Langsdorff esteve pela primeira vez no Brasil em 1803 por três meses, na Ilha de Sta. Catarina, durante sua viagem de circum-navegação da terra, quando se interessou muito pela natureza tropical da região.
A partir de 1813, foi Cônsul-Geral da Rússia no Brasil no momento em que o Rio de Janeiro ganhava atributos de capital européia, uma exigência da corte portuguesa, dos ricos proprietários de terras e dos comerciantes que aqui se instalaram. Sua missão era incentivar trocas comerciais entre os dois países, pois o Brasil era um grande fornecedor de açúcar, algodão, café, madeiras, ferro, cânhamo, lona e outras matérias primas. A Rússia, ao aderir à Paz de Tilsit, que decretara o bloqueio continental à Inglaterra, rompeu informalmente com Portugal. Como Inglaterra e Portugal eram parceiros de longa data, a Rússia manteve um Cônsul-Geral no Brasil em vez de um embaixador em Portugal, como seria esperado.
O prestígio de Langsdorff nos meios governamentais brasileiros era muito grande. A Rússia, após a vitória sobre Napoleão em 1814, influía nos destinos da Europa. Pelas suas grandes qualidades pessoais de erudição, sociabilidade e reputação como médico e cientista, ele era bem recebido por ministros e altos dignatários. Langsdorff tornou-se conselheiro do governo português para assuntos da colonização européia (KOMISSAROV, 1992, p.81).
Contudo, o seu interesse maior era informar, cientificamente, à Academia de Ciências de São Petersburgo, as características e possibilidades da terra, descrevendo o que fosse observado e enviando amostras ilustrativas de suas pesquisas. Para isso, ele pretendia desenvolver dois grandes projetos no Brasil. O primeiro, a implantação de uma colônia agrícola alemã no Brasil, com modernos recursos já em uso na Europa. O segundo, uma grande expedição exploratória ao interior do país em regiões pouco conhecidas.

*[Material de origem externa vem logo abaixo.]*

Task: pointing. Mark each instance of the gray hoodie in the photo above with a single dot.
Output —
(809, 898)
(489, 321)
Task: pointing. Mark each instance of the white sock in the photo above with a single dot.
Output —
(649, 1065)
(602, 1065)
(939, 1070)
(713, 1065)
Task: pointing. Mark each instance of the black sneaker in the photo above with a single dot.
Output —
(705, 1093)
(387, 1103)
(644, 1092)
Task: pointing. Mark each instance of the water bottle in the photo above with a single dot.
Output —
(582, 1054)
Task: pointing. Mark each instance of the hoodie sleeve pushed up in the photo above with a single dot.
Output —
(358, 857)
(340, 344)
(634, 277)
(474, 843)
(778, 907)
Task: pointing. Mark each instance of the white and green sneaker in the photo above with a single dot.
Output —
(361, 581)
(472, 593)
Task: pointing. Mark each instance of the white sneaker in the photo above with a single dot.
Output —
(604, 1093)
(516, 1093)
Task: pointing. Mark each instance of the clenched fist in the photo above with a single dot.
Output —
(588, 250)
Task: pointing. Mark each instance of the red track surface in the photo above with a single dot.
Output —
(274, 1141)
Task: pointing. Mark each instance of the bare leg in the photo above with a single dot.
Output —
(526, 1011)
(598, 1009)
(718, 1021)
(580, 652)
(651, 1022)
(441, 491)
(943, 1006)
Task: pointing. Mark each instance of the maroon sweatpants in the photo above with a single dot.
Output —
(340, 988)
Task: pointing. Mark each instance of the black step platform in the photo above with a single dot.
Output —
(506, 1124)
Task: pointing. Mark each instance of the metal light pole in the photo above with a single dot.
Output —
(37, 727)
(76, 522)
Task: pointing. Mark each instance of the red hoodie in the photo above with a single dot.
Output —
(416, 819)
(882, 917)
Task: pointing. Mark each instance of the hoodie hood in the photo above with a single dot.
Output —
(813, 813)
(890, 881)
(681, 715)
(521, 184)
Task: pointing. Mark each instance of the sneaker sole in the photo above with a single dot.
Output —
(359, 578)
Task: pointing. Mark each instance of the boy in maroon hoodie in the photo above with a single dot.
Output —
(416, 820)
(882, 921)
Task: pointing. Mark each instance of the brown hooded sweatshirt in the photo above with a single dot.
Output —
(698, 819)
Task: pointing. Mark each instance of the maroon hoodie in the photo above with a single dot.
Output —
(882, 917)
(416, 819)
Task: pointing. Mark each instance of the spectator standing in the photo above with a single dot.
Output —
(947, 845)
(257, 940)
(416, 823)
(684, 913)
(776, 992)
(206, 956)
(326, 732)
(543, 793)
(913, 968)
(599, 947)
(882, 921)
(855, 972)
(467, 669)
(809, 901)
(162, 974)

Para o segundo, ele tinha recebido apoio financeiro do Império Russo, mas o primeiro teria de ser conduzido com seus próprios recursos (CHUR,1981, p.29 e BECHER, p.58 e 61).
Ele cumpriu exemplarmente a sua missão. Adquiriu a Fazenda da Mandioca que foi o seu centro de pesquisas da natureza e agrícolas. E realizou inúmeras expedições científicas importantes, inclusive a de 1926, que lhe tirou a memória, após três anos imerso nas selvas de Mato Grosso, Pará e Amazonas.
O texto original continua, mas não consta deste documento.